Retirement services company ING U.S.' decision to drop its title sponsorship marathons in N.Y., Miami and Hartford was "something of a head-scratcher," but whether it also is a "dumb marketing move is a more complicated question," according to Dan Haar of the HARTFORD COURANT. The company's name will change to Voya Financial starting in '14 after it spun off from Holland-based parent company ING Group in May. The sponsorships "brought the company wide recognition," so this could be a "lost opportunity." Miami Marathon co-Founder Frankie Ruiz said, "It's still mind-boggling to me that they walked away from the scene.
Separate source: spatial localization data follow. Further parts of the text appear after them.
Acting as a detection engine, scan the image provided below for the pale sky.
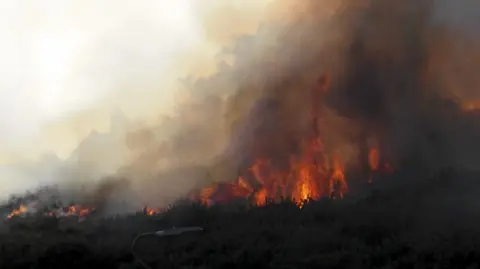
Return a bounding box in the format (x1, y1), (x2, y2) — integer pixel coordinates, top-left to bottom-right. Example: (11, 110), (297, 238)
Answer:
(0, 0), (208, 161)
(0, 0), (277, 163)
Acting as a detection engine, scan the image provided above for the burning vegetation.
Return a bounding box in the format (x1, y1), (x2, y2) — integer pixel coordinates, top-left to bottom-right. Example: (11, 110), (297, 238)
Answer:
(4, 196), (97, 221)
(187, 75), (395, 207)
(3, 0), (480, 222)
(2, 183), (163, 221)
(3, 199), (161, 221)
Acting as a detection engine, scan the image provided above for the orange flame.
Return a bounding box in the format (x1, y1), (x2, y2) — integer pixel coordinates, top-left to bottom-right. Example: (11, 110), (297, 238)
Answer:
(190, 74), (351, 207)
(5, 203), (164, 221)
(7, 204), (28, 219)
(144, 207), (160, 216)
(368, 148), (380, 171)
(193, 141), (349, 207)
(6, 204), (96, 220)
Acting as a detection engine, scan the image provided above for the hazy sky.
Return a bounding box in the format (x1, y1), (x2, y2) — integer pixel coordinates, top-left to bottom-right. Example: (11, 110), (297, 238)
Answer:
(0, 0), (265, 164)
(0, 0), (208, 161)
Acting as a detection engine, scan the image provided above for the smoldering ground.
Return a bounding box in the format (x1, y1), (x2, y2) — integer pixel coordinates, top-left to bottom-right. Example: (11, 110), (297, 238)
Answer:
(4, 0), (480, 215)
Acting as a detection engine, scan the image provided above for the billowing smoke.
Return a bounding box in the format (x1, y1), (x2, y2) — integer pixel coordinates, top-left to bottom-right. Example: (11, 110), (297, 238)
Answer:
(112, 0), (480, 208)
(3, 0), (480, 214)
(322, 0), (480, 172)
(0, 0), (284, 210)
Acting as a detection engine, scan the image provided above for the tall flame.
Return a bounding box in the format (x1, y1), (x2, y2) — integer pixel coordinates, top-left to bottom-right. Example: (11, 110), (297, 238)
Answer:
(191, 74), (350, 206)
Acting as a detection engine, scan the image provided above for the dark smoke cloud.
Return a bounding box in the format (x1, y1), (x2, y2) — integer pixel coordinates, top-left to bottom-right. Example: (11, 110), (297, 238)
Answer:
(111, 0), (480, 208)
(322, 0), (480, 172)
(6, 0), (480, 212)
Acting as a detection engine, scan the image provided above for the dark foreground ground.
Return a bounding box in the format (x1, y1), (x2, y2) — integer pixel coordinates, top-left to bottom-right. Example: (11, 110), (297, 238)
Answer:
(2, 168), (480, 269)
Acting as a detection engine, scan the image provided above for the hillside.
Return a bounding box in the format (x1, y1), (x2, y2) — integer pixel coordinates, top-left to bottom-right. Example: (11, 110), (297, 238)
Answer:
(1, 168), (480, 269)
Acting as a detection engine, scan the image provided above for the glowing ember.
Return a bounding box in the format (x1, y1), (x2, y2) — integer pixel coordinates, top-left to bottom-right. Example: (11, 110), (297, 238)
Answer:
(144, 207), (161, 216)
(462, 100), (480, 111)
(368, 148), (380, 171)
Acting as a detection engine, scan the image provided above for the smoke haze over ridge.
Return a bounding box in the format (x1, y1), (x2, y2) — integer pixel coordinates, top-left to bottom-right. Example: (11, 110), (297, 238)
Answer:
(1, 0), (480, 211)
(0, 0), (277, 199)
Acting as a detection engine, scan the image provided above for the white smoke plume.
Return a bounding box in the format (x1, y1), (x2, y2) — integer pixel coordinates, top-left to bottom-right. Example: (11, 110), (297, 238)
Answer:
(0, 0), (278, 203)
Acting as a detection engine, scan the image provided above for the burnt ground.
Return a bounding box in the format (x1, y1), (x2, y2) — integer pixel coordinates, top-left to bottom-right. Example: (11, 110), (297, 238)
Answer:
(1, 168), (480, 269)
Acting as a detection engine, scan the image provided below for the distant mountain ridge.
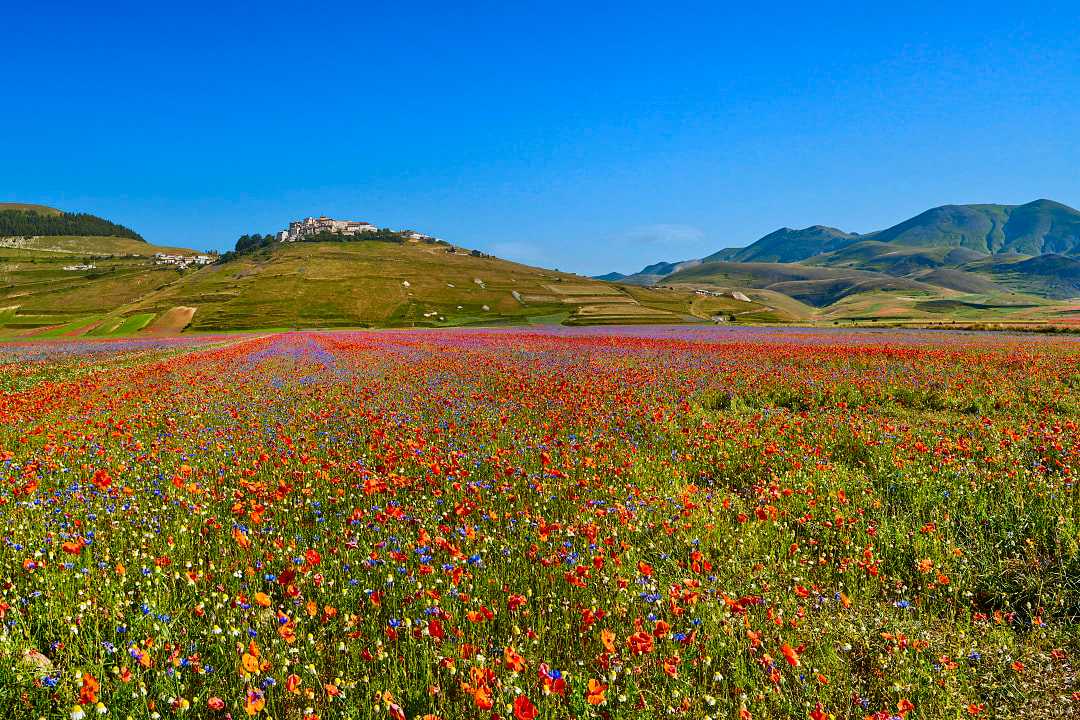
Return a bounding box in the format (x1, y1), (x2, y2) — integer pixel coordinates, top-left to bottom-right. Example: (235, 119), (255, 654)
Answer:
(601, 199), (1080, 282)
(718, 225), (860, 263)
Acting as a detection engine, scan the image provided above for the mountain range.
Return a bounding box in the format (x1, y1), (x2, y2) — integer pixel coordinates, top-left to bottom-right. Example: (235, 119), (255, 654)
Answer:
(599, 200), (1080, 324)
(1, 199), (1078, 337)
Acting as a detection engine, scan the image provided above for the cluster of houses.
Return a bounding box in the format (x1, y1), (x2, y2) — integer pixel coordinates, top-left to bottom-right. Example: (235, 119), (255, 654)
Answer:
(276, 216), (443, 244)
(154, 253), (214, 269)
(62, 263), (96, 271)
(277, 216), (377, 242)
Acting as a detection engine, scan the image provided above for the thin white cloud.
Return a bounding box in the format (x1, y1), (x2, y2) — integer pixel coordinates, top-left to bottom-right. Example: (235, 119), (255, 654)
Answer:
(490, 241), (545, 265)
(615, 224), (706, 247)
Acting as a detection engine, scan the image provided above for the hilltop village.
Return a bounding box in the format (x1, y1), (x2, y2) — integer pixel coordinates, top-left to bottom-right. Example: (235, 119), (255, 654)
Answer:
(276, 215), (439, 244)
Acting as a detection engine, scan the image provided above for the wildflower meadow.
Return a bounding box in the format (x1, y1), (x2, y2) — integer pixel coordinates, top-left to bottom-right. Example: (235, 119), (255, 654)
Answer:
(0, 327), (1077, 720)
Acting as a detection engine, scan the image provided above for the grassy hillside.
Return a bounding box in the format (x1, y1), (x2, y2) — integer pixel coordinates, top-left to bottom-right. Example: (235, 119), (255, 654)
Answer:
(0, 202), (62, 215)
(0, 235), (196, 256)
(655, 258), (1076, 325)
(110, 240), (705, 331)
(806, 240), (987, 275)
(965, 253), (1080, 299)
(0, 247), (192, 335)
(661, 261), (942, 307)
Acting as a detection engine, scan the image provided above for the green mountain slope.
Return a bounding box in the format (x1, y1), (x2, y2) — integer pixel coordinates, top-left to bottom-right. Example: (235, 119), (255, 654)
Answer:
(964, 254), (1080, 299)
(766, 199), (1080, 260)
(806, 241), (987, 275)
(722, 225), (860, 263)
(604, 199), (1080, 283)
(599, 200), (1080, 324)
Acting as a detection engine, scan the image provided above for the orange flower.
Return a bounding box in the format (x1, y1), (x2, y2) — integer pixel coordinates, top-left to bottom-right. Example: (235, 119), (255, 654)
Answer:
(62, 538), (85, 555)
(504, 646), (526, 672)
(780, 643), (800, 667)
(286, 673), (302, 693)
(600, 628), (616, 653)
(244, 688), (265, 715)
(79, 673), (99, 704)
(586, 678), (607, 705)
(470, 684), (492, 710)
(241, 652), (259, 674)
(233, 528), (251, 549)
(254, 591), (271, 607)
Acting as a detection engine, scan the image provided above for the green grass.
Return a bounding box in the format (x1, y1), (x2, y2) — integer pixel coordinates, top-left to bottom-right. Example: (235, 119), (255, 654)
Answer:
(5, 235), (197, 257)
(87, 313), (155, 336)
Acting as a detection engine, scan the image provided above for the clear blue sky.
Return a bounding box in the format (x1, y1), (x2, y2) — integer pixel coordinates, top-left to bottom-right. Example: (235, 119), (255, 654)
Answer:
(4, 2), (1079, 275)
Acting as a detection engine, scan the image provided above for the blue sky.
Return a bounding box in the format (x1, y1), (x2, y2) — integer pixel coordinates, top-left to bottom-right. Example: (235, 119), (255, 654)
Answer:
(4, 2), (1079, 275)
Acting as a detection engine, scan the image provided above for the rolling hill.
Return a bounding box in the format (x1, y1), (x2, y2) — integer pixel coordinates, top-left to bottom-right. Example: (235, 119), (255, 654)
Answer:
(661, 262), (941, 307)
(108, 238), (717, 331)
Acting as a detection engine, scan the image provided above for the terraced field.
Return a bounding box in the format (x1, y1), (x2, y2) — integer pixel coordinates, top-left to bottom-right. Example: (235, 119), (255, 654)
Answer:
(111, 241), (698, 331)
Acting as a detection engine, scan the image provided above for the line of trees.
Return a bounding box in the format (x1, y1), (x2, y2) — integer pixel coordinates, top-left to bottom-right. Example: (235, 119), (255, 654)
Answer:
(218, 229), (406, 262)
(0, 209), (144, 241)
(234, 233), (276, 253)
(294, 229), (406, 245)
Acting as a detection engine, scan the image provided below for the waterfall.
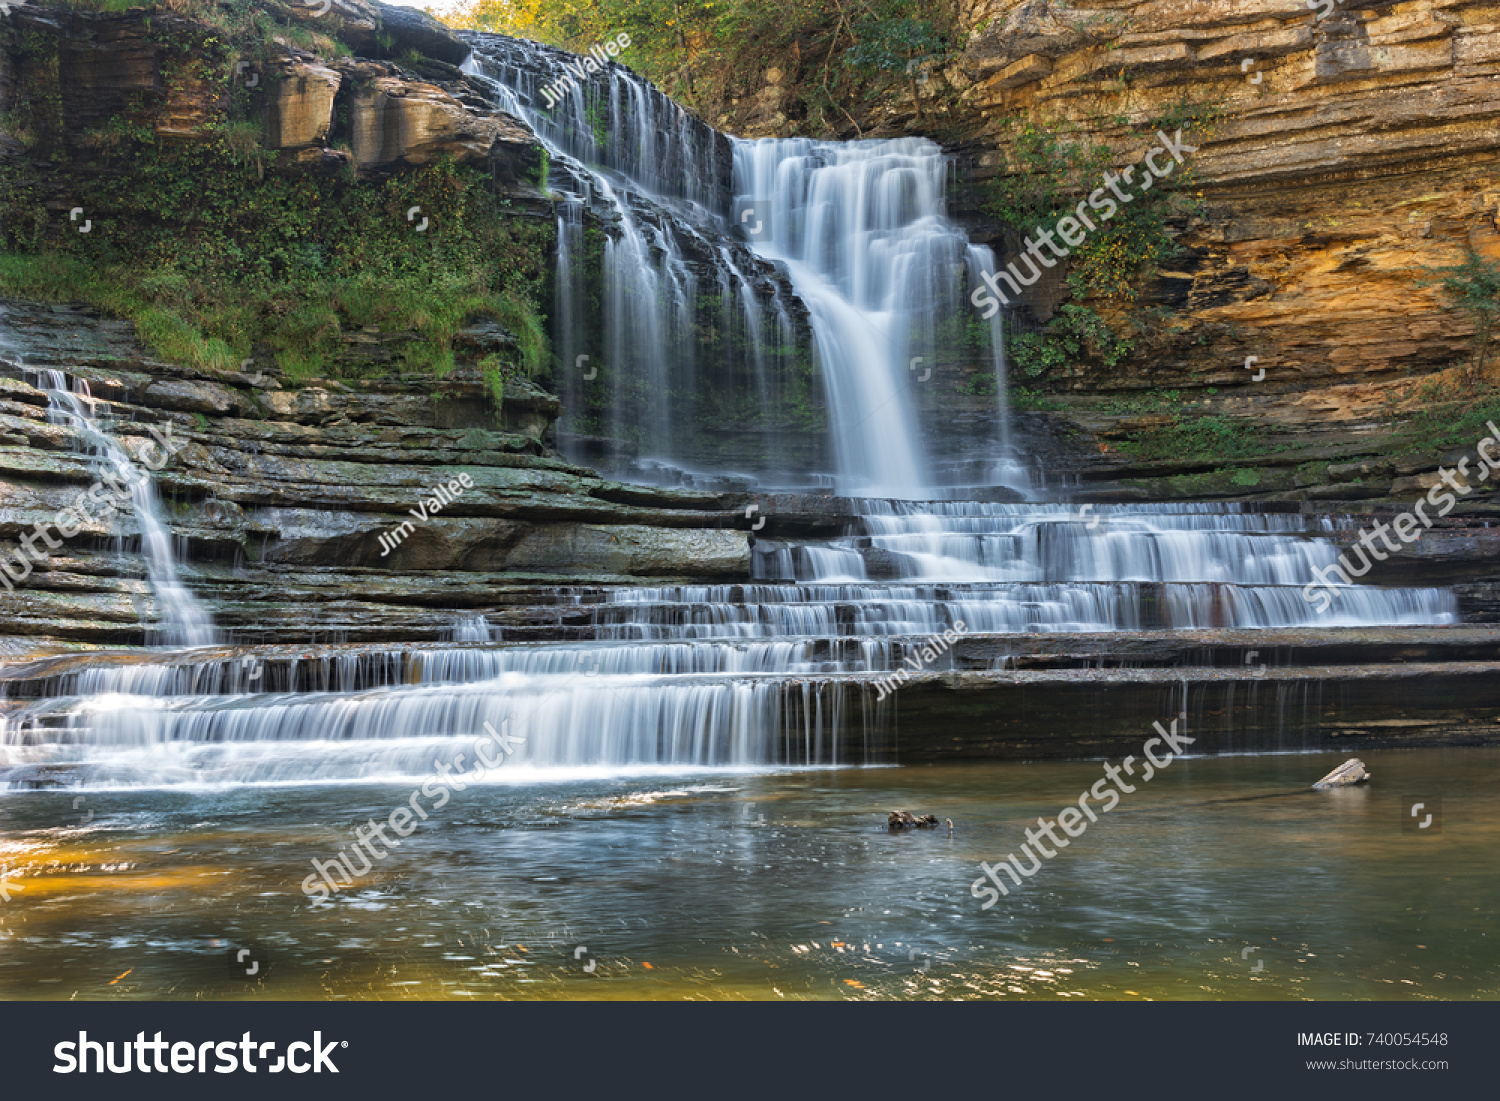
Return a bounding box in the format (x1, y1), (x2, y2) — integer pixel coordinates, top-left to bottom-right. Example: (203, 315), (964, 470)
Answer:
(734, 139), (933, 497)
(464, 36), (1020, 494)
(0, 37), (1465, 790)
(465, 37), (809, 486)
(30, 369), (216, 647)
(730, 139), (1029, 497)
(754, 501), (1456, 629)
(966, 244), (1021, 487)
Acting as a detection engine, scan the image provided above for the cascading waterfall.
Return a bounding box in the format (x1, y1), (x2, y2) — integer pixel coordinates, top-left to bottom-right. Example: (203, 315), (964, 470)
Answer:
(751, 501), (1457, 630)
(27, 369), (216, 647)
(0, 35), (1464, 789)
(464, 37), (808, 485)
(734, 137), (1014, 498)
(0, 632), (885, 783)
(463, 43), (697, 474)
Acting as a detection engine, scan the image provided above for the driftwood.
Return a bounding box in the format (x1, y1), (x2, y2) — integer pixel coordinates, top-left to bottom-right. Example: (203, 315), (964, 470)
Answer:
(1312, 757), (1371, 789)
(888, 810), (941, 830)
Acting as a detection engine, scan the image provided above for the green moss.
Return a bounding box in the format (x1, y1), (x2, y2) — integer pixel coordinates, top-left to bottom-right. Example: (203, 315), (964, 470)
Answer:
(1117, 414), (1278, 464)
(0, 136), (552, 381)
(1095, 389), (1182, 416)
(1388, 389), (1500, 456)
(479, 354), (505, 407)
(1124, 466), (1292, 497)
(1010, 387), (1065, 412)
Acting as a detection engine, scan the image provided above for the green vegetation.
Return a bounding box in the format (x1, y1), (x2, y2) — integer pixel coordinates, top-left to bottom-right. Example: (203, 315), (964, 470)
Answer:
(988, 105), (1217, 381)
(955, 370), (996, 397)
(1425, 249), (1500, 387)
(0, 8), (551, 384)
(1011, 300), (1135, 376)
(1, 143), (550, 380)
(1010, 387), (1065, 412)
(1094, 389), (1181, 416)
(45, 0), (347, 55)
(478, 354), (506, 406)
(986, 107), (1214, 303)
(1115, 412), (1274, 464)
(840, 13), (951, 121)
(1361, 251), (1500, 455)
(454, 0), (959, 130)
(1384, 379), (1500, 456)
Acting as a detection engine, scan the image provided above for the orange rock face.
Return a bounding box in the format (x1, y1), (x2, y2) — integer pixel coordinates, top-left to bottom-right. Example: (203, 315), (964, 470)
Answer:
(954, 0), (1500, 420)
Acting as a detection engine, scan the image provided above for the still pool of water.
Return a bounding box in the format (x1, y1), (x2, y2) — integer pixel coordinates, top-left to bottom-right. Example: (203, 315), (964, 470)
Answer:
(0, 748), (1495, 1000)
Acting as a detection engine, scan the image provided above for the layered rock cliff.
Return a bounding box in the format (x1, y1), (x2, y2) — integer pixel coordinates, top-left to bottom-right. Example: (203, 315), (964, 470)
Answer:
(4, 0), (1500, 651)
(958, 0), (1500, 458)
(0, 1), (754, 646)
(0, 297), (750, 645)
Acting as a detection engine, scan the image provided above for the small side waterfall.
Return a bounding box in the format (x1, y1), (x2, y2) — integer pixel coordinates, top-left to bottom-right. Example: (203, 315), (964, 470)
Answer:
(30, 369), (216, 647)
(966, 244), (1020, 487)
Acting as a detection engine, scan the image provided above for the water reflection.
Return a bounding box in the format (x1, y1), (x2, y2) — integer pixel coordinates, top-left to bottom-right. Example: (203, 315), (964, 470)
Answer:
(0, 749), (1494, 1000)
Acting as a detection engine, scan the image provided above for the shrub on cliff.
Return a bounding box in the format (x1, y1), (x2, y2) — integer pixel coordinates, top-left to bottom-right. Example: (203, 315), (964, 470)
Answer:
(1426, 250), (1500, 388)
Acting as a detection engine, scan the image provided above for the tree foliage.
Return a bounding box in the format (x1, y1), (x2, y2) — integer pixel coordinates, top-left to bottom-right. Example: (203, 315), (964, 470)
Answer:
(449, 0), (957, 128)
(1428, 250), (1500, 386)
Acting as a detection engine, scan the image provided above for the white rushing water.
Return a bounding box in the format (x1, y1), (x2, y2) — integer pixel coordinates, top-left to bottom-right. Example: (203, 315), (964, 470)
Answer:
(0, 494), (1455, 786)
(463, 39), (802, 484)
(29, 369), (216, 647)
(0, 37), (1462, 788)
(734, 138), (1024, 497)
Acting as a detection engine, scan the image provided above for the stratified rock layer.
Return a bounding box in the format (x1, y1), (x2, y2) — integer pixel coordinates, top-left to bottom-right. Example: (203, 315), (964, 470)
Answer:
(0, 299), (749, 644)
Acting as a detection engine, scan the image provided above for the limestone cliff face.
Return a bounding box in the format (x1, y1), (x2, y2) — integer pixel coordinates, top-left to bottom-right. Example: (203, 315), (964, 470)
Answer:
(955, 0), (1500, 392)
(0, 2), (542, 183)
(0, 299), (751, 645)
(0, 4), (753, 645)
(941, 0), (1500, 495)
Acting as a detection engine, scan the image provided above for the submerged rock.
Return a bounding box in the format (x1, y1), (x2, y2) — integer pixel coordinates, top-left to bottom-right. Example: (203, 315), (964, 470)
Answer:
(0, 764), (79, 789)
(1312, 758), (1371, 789)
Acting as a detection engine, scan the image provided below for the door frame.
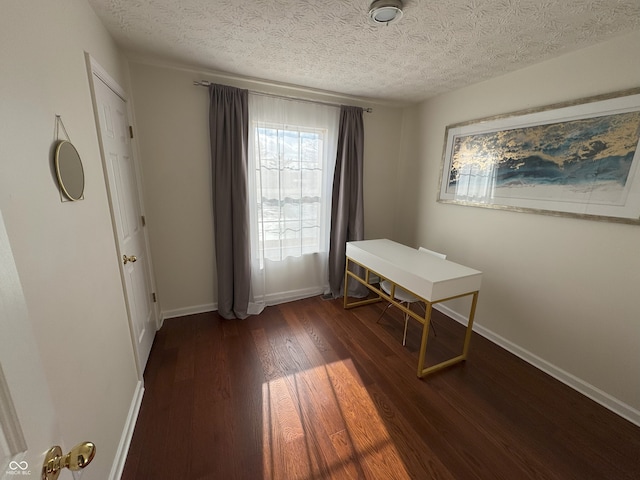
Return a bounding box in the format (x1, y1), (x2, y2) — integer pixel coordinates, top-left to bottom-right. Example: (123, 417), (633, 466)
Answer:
(85, 53), (160, 378)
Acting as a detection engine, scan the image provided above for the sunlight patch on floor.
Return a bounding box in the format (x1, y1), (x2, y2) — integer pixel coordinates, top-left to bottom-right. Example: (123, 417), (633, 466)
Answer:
(262, 358), (410, 479)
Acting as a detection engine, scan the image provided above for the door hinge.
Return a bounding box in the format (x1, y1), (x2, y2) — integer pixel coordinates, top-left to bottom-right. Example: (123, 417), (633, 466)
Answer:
(152, 292), (157, 303)
(129, 125), (134, 138)
(141, 215), (146, 226)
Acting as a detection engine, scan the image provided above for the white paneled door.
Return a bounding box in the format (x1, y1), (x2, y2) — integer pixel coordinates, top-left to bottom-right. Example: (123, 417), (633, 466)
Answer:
(89, 59), (157, 375)
(0, 210), (61, 479)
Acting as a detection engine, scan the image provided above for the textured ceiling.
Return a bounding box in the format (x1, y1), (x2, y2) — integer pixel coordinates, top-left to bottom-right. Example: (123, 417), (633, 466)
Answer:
(87, 0), (640, 104)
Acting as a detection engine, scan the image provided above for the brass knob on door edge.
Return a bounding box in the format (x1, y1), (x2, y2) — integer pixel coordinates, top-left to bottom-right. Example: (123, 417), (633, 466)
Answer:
(42, 442), (96, 480)
(123, 254), (137, 264)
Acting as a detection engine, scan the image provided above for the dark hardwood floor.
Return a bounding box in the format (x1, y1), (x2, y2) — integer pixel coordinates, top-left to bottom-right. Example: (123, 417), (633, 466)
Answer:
(121, 296), (640, 479)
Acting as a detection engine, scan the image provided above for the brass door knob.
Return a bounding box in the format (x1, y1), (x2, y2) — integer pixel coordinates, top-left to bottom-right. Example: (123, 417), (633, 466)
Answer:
(42, 442), (96, 480)
(122, 254), (137, 264)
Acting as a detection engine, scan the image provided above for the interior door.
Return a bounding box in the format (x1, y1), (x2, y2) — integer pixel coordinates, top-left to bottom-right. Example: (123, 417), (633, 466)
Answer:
(0, 210), (62, 479)
(88, 60), (157, 375)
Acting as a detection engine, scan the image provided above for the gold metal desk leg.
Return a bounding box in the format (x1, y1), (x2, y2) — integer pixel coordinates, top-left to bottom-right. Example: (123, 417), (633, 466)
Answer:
(343, 258), (350, 308)
(462, 291), (479, 359)
(418, 291), (480, 377)
(416, 302), (433, 377)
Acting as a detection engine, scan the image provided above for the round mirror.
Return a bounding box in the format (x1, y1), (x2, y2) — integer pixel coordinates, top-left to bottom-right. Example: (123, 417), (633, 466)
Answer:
(54, 140), (85, 201)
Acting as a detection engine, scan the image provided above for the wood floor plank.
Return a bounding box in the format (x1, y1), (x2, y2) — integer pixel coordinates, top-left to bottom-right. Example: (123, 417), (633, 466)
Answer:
(332, 329), (491, 479)
(294, 366), (357, 478)
(462, 336), (640, 479)
(255, 312), (334, 479)
(364, 382), (457, 480)
(121, 296), (640, 480)
(223, 327), (266, 479)
(337, 367), (414, 478)
(327, 429), (366, 479)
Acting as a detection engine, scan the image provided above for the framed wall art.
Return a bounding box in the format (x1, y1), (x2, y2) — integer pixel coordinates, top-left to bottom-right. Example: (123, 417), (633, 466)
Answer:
(438, 88), (640, 224)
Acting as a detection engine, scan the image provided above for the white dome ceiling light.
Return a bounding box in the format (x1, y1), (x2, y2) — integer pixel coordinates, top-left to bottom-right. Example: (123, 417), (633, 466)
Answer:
(368, 0), (404, 26)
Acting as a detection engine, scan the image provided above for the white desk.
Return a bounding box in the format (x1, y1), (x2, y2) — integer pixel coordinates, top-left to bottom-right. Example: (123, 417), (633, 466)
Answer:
(344, 239), (482, 377)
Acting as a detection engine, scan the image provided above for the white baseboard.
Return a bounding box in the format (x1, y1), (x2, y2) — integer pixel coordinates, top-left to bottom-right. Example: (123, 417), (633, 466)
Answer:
(434, 304), (640, 427)
(161, 303), (218, 324)
(109, 380), (144, 480)
(160, 287), (327, 322)
(264, 286), (326, 306)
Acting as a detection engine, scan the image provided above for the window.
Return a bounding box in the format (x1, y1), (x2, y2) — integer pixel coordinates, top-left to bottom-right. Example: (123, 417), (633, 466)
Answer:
(253, 124), (327, 261)
(248, 95), (339, 268)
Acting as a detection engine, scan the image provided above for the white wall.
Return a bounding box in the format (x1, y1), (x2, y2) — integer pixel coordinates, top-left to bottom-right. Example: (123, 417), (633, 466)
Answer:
(0, 1), (139, 478)
(126, 60), (404, 317)
(396, 30), (640, 422)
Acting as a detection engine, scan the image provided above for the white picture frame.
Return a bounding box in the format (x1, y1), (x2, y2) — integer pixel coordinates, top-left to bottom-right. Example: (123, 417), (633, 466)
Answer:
(438, 88), (640, 225)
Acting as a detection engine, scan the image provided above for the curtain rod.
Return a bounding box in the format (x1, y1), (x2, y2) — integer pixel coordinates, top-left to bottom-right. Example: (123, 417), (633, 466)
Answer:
(193, 81), (373, 113)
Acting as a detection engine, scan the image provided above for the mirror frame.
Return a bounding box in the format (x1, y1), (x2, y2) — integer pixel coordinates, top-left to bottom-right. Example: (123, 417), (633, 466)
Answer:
(54, 140), (85, 201)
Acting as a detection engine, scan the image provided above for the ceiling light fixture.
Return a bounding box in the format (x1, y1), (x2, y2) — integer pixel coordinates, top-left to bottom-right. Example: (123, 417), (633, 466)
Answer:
(368, 0), (404, 26)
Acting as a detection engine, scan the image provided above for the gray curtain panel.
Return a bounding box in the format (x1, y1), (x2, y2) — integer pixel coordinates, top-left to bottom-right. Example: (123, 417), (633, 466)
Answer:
(209, 84), (251, 319)
(329, 106), (368, 298)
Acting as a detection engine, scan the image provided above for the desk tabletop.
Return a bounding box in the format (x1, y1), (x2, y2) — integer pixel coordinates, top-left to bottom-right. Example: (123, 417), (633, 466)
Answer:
(346, 239), (482, 302)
They were entrenched. ... We had a beautiful marriage for eight years." Haar noted with "tens of millions of eyeballs on those distinctive, bright orange banners, it seems like ING could have extended the sponsorships by one more year at least, if only to get the Voya name out there." Neither the company nor the marathon organizers "would say how much ING plunked down for the race names, but Hartford is believed to be in the low hundreds of thousands of dollars per year; Miami is in the mid-six-figure range; and New York would be well over a million dollars." It is "possible that ING U.S. wants to distance itself from ING Group as it becomes Voya Financial." ING Group, "after all, spun off the U.S. business as a condition of a bailout in Europe." However ING U.S. Head of Strategic Communications Phil Margolis "rejected that concern" (HARTFORD COURANT, 11/13).